Criterion	Cloud-based LLMs	Local LLMs
Cost	Pay-per-token or subscription	Free (after hardware)
Privacy	Data sent to provider	Data stays local
Performance	Highest accuracy & speed	Depends on hardware
Maintenance	Automatic updates	Manual model management
Customization	Limited fine-tuning	Fully modifiable
Best for	Large public datasets or prototype analysis	Sensitive or regulated data

🧭 Many educational researchers prototype analyses on the cloud for speed, then reproduce them locally for privacy and reproducibility.

5.5 Practical Setup Checklist

Before running LLM-based analyses:

✅ Select your preferred model and platform
✅ Configure API key (cloud) or local endpoint (LM Studio)
✅ Test connectivity with a short prompt
✅ Log model name, version, and date
✅ De-identify data and store outputs securely

✨ Following these steps ensures your AI-assisted research remains ethical, reproducible, and IRB-compliant.

5.6 Summary

Both cloud-based and local LLMs enable researchers to integrate generative AI into educational inquiry.
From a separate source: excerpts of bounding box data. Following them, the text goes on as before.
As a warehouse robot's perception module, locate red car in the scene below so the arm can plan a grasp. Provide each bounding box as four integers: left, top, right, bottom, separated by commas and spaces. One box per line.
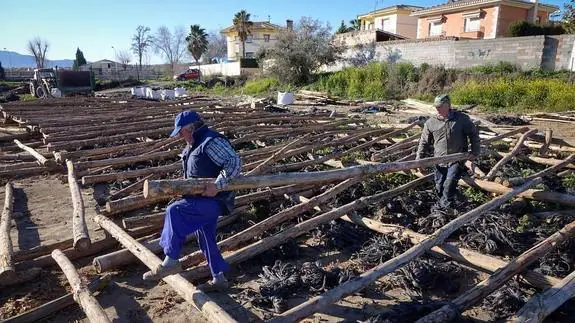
174, 68, 200, 81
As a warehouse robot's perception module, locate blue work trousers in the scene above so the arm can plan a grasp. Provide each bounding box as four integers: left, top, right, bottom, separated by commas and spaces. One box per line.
160, 197, 229, 277
435, 163, 463, 208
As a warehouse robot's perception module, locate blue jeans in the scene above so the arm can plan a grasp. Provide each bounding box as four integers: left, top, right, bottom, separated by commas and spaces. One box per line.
435, 163, 463, 208
160, 197, 229, 276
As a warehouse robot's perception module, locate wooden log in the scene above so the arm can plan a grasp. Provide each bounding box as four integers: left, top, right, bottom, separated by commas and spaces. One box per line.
16, 226, 158, 271
180, 178, 360, 267
502, 154, 575, 187
94, 215, 236, 322
270, 178, 542, 323
416, 221, 575, 323
82, 162, 182, 188
0, 183, 16, 283
108, 174, 157, 201
246, 133, 309, 176
507, 271, 575, 323
485, 129, 537, 181
52, 249, 110, 322
66, 160, 91, 250
539, 128, 553, 156
14, 139, 56, 167
144, 153, 469, 198
92, 214, 241, 273
74, 150, 180, 170
183, 176, 431, 280
47, 127, 173, 151
2, 275, 110, 323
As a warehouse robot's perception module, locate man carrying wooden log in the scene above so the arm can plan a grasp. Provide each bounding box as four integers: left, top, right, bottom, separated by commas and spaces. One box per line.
143, 111, 241, 291
416, 94, 480, 214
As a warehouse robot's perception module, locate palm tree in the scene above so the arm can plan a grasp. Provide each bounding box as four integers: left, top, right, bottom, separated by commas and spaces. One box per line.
186, 25, 208, 64
233, 10, 254, 57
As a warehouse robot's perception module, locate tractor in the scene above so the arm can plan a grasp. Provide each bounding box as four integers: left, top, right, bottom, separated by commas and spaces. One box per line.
29, 68, 96, 98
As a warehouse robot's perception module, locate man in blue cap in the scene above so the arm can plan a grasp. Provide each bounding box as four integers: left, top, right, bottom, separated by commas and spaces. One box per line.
416, 94, 480, 214
144, 111, 241, 291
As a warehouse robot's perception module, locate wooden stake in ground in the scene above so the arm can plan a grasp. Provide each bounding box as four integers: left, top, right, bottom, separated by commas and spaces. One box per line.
66, 160, 90, 250
144, 153, 470, 198
416, 221, 575, 323
270, 178, 542, 323
0, 183, 16, 282
507, 271, 575, 323
94, 215, 236, 322
14, 139, 56, 167
485, 129, 537, 181
52, 249, 110, 323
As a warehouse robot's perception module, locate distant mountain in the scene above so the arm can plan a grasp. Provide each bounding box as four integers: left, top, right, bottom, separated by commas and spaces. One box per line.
0, 50, 74, 68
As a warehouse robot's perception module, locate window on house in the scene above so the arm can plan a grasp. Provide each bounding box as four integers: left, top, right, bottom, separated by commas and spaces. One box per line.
381, 19, 391, 31
429, 21, 443, 37
463, 17, 481, 33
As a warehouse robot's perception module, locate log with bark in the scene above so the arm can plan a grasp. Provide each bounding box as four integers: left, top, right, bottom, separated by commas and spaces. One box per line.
485, 129, 537, 181
66, 160, 91, 250
2, 275, 110, 323
0, 183, 16, 283
94, 215, 236, 322
14, 139, 56, 167
416, 221, 575, 323
144, 153, 470, 198
52, 249, 110, 323
507, 271, 575, 323
270, 178, 542, 323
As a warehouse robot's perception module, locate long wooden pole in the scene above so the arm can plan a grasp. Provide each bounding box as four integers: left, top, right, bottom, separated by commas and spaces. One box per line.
271, 178, 542, 323
52, 249, 110, 323
0, 183, 16, 282
94, 215, 236, 322
507, 271, 575, 323
144, 153, 469, 198
416, 221, 575, 323
66, 160, 91, 250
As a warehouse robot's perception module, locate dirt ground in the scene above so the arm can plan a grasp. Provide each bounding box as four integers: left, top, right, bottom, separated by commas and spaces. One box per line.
0, 100, 575, 322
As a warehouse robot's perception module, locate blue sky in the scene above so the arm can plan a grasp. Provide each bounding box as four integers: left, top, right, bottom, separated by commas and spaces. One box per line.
0, 0, 565, 63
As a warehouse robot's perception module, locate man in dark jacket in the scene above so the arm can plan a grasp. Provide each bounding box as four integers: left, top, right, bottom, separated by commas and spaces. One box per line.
417, 94, 480, 211
144, 111, 241, 291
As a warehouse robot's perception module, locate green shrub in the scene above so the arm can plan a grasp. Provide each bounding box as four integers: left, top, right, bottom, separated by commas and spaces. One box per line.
507, 21, 566, 37
451, 78, 575, 112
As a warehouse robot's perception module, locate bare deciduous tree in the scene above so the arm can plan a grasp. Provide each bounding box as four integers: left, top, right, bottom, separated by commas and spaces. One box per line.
28, 37, 50, 68
153, 26, 186, 74
116, 49, 132, 71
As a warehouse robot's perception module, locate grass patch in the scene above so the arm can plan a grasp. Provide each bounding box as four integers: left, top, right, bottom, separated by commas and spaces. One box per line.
451, 78, 575, 113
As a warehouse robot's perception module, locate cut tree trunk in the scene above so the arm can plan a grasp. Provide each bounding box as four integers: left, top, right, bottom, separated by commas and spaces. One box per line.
485, 129, 537, 181
0, 183, 16, 283
270, 178, 542, 323
94, 215, 236, 322
14, 139, 56, 167
416, 221, 575, 323
144, 153, 469, 198
52, 249, 110, 323
2, 275, 110, 323
507, 271, 575, 323
66, 160, 90, 250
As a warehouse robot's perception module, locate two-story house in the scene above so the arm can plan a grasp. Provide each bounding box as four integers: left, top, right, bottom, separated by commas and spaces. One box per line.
411, 0, 559, 39
221, 20, 293, 61
357, 5, 423, 38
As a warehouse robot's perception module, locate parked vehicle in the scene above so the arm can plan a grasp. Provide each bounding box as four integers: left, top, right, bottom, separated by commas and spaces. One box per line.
28, 68, 96, 98
174, 68, 201, 81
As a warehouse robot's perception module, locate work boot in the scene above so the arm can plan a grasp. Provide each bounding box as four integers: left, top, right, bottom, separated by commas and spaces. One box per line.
198, 276, 230, 293
142, 263, 182, 281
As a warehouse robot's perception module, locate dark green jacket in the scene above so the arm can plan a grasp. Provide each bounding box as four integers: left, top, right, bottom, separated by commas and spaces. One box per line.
417, 110, 480, 159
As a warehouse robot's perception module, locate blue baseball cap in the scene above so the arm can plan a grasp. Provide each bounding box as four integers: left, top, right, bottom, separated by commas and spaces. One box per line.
170, 111, 201, 137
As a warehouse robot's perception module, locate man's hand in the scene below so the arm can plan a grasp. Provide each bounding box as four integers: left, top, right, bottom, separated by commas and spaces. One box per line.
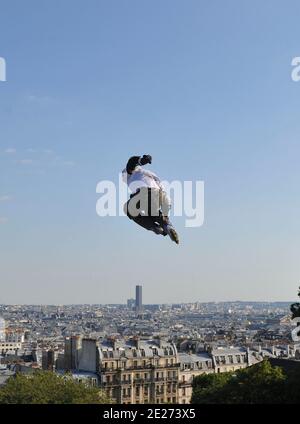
141, 155, 152, 165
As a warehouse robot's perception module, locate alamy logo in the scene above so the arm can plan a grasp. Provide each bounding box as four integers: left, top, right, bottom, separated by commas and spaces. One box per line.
0, 57, 6, 82
291, 57, 300, 82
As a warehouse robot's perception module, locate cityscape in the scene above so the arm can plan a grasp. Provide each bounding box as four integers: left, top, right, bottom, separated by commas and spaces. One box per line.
0, 285, 300, 404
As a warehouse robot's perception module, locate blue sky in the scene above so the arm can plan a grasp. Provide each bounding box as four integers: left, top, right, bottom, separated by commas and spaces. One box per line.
0, 0, 300, 304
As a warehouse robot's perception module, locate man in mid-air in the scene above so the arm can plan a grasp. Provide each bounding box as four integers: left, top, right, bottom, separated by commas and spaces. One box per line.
122, 155, 179, 244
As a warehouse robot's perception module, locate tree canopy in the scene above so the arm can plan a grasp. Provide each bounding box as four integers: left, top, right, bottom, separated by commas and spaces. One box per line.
192, 360, 300, 404
0, 371, 110, 404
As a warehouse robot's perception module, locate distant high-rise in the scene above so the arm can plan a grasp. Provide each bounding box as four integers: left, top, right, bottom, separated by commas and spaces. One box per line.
135, 286, 143, 312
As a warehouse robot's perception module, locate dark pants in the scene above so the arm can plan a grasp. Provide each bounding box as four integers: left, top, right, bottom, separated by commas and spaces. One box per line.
124, 187, 170, 235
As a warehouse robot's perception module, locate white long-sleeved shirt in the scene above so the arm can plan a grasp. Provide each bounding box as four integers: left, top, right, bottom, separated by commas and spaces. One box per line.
122, 166, 164, 193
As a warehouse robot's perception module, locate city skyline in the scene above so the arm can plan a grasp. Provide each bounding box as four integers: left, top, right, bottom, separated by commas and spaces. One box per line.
0, 0, 300, 304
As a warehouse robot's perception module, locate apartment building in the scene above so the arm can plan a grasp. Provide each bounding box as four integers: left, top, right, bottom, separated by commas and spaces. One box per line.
99, 338, 180, 404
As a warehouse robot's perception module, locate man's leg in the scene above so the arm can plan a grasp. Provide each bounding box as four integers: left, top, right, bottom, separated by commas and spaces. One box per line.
159, 190, 179, 244
124, 189, 164, 235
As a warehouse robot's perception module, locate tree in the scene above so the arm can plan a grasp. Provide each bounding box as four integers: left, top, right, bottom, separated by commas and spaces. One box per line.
0, 371, 110, 404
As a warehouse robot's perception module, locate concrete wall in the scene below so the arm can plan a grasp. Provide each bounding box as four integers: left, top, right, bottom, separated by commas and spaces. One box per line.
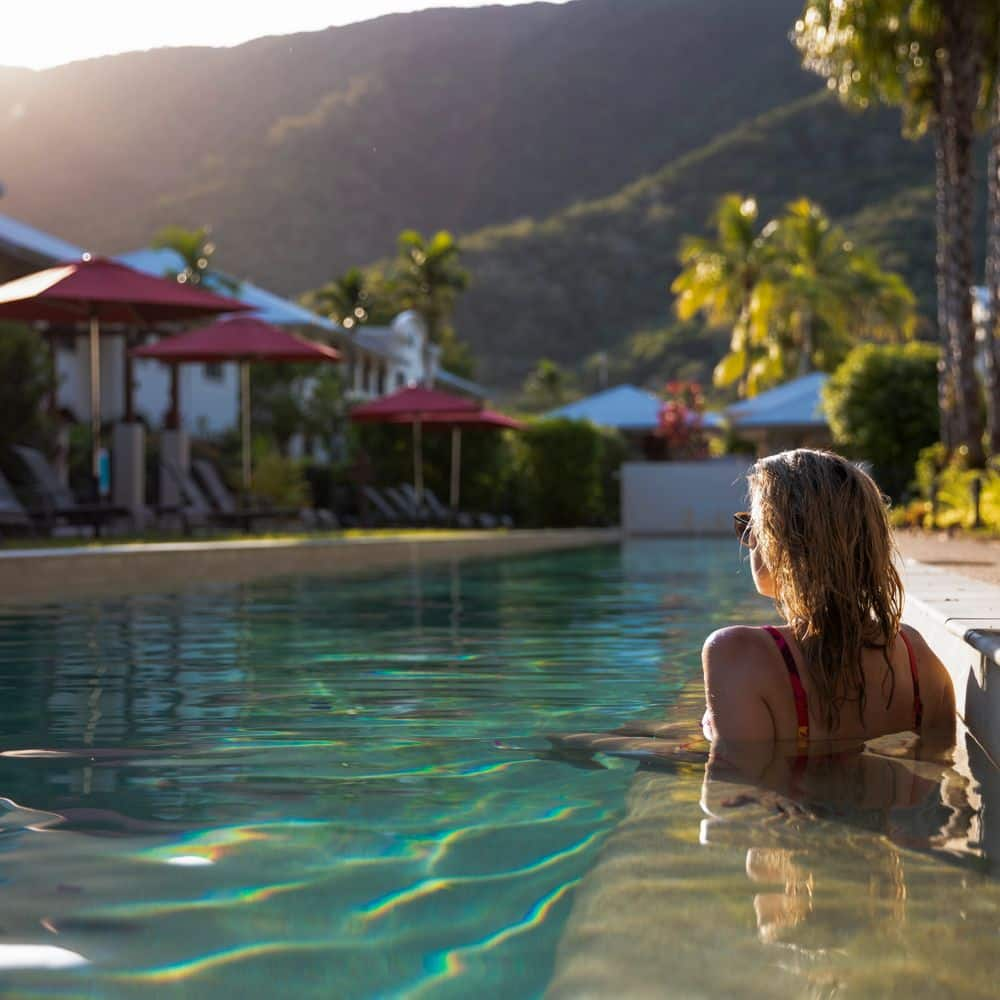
0, 528, 619, 606
903, 560, 1000, 762
622, 458, 750, 535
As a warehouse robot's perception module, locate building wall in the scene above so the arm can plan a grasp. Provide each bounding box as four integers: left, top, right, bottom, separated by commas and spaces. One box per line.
56, 336, 239, 434
621, 458, 750, 535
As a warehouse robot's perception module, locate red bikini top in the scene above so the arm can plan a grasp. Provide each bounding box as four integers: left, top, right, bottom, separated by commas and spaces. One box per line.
764, 625, 924, 747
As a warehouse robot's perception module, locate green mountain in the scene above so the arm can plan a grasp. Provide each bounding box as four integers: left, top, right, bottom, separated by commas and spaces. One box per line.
457, 92, 956, 386
0, 0, 968, 391
0, 0, 816, 294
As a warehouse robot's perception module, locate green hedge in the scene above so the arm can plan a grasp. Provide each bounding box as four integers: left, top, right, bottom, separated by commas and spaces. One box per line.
350, 420, 626, 527
823, 343, 939, 497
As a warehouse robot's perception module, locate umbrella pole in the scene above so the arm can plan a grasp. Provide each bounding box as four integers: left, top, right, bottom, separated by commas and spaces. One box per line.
413, 420, 424, 503
90, 310, 101, 497
240, 361, 251, 493
451, 427, 462, 511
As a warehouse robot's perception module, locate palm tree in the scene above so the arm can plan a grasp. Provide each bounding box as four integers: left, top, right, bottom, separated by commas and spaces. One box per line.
794, 0, 997, 464
394, 229, 469, 377
670, 194, 775, 397
672, 195, 914, 396
764, 198, 915, 375
153, 226, 215, 285
984, 43, 1000, 455
521, 358, 577, 411
309, 267, 372, 330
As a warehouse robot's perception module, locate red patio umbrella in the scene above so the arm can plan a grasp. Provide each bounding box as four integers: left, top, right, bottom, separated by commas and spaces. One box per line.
412, 410, 524, 510
351, 386, 482, 499
132, 316, 340, 489
0, 254, 250, 490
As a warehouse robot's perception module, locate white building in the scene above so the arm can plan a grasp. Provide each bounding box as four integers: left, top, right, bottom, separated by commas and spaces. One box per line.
0, 215, 485, 435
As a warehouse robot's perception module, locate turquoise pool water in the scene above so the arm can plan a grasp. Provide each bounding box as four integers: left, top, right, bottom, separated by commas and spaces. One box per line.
0, 540, 1000, 997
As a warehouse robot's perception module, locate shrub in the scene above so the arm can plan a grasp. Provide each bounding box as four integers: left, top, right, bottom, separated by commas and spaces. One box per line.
823, 343, 938, 496
518, 419, 605, 528
908, 444, 1000, 531
0, 323, 54, 453
247, 450, 310, 507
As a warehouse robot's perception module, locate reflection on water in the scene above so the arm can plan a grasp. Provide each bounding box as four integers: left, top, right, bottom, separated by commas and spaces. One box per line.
0, 541, 1000, 997
547, 686, 1000, 998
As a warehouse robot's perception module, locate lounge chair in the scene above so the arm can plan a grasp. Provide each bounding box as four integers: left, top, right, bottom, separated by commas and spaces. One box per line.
14, 445, 132, 536
400, 484, 514, 529
382, 487, 433, 525
191, 458, 302, 523
0, 473, 33, 535
362, 486, 405, 528
157, 458, 264, 534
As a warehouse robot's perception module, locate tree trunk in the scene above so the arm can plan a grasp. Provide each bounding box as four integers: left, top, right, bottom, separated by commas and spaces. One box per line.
942, 0, 984, 466
983, 73, 1000, 455
798, 312, 816, 376
934, 124, 955, 455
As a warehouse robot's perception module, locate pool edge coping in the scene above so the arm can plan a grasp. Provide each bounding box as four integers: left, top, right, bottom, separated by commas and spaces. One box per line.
902, 558, 1000, 761
0, 528, 621, 606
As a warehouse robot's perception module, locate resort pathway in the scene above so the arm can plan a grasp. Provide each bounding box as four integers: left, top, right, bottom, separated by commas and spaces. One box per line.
896, 531, 1000, 586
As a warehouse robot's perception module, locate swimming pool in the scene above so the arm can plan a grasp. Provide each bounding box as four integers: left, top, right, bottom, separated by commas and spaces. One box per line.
0, 540, 1000, 997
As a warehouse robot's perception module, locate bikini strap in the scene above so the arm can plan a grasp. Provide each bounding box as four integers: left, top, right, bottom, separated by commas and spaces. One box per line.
764, 625, 809, 746
899, 629, 924, 733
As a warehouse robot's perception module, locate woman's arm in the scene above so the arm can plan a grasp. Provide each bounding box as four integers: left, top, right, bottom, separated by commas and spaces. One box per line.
904, 625, 958, 750
701, 625, 778, 743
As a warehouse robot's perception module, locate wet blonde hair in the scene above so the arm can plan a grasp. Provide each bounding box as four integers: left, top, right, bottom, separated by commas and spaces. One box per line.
748, 448, 903, 731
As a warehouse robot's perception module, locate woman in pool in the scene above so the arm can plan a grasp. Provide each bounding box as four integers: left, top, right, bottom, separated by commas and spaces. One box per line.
702, 448, 955, 753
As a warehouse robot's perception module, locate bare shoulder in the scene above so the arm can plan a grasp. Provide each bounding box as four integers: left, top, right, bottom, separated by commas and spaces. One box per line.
901, 625, 955, 729
701, 625, 774, 677
701, 625, 773, 664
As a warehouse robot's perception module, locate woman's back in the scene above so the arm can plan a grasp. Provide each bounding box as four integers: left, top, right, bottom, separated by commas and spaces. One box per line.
702, 448, 955, 745
703, 626, 955, 745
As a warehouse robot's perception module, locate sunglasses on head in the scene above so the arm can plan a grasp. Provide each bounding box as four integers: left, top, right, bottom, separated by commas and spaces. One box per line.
733, 510, 757, 549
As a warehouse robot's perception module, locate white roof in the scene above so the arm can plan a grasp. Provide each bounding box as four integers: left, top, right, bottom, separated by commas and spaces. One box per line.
434, 368, 489, 399
726, 372, 830, 427
117, 247, 347, 337
0, 215, 84, 264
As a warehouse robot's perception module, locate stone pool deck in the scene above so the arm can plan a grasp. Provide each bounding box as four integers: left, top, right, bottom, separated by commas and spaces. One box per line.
0, 528, 620, 604
898, 533, 1000, 763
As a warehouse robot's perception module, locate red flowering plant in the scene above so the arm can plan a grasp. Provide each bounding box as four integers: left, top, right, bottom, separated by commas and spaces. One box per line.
655, 379, 708, 460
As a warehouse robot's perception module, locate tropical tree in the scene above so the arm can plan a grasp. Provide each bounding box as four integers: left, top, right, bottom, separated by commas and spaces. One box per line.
670, 194, 774, 397
0, 323, 55, 455
153, 226, 235, 290
308, 267, 372, 330
760, 198, 915, 375
984, 61, 1000, 455
521, 358, 578, 411
794, 0, 998, 463
672, 195, 914, 396
393, 229, 469, 380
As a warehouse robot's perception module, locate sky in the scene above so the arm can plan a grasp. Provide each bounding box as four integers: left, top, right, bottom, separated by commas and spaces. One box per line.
0, 0, 565, 69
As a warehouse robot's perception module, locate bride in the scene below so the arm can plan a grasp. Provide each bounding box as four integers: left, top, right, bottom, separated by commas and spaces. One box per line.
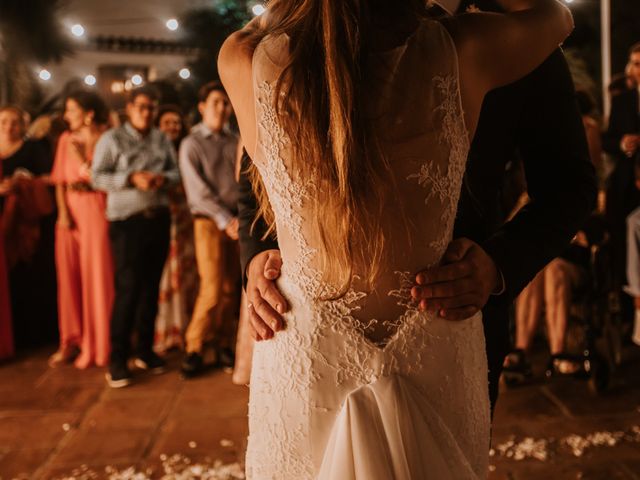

Use Case	Cloud LLM	Local LLM
Rapid prototyping	✅	⚪
Large-scale text processing	✅	⚪
Sensitive student data	⚪	✅
Offline analysis	⚪	✅
Long-term reproducibility	⚪	✅

In short, cloud LLMs excel in convenience and scale,

while local LLMs excel in privacy and control.

Most projects benefit from combining both.

Looking Ahead

Chapter 6 will demonstrate thematic and qualitative text analysis using LM Studio,

showing how local LLMs can perform end-to-end qualitative coding and synthesis.
Chapter 7 extends this workflow to multimodal data—images — illustrating how AI can connect diverse data types in educational contexts.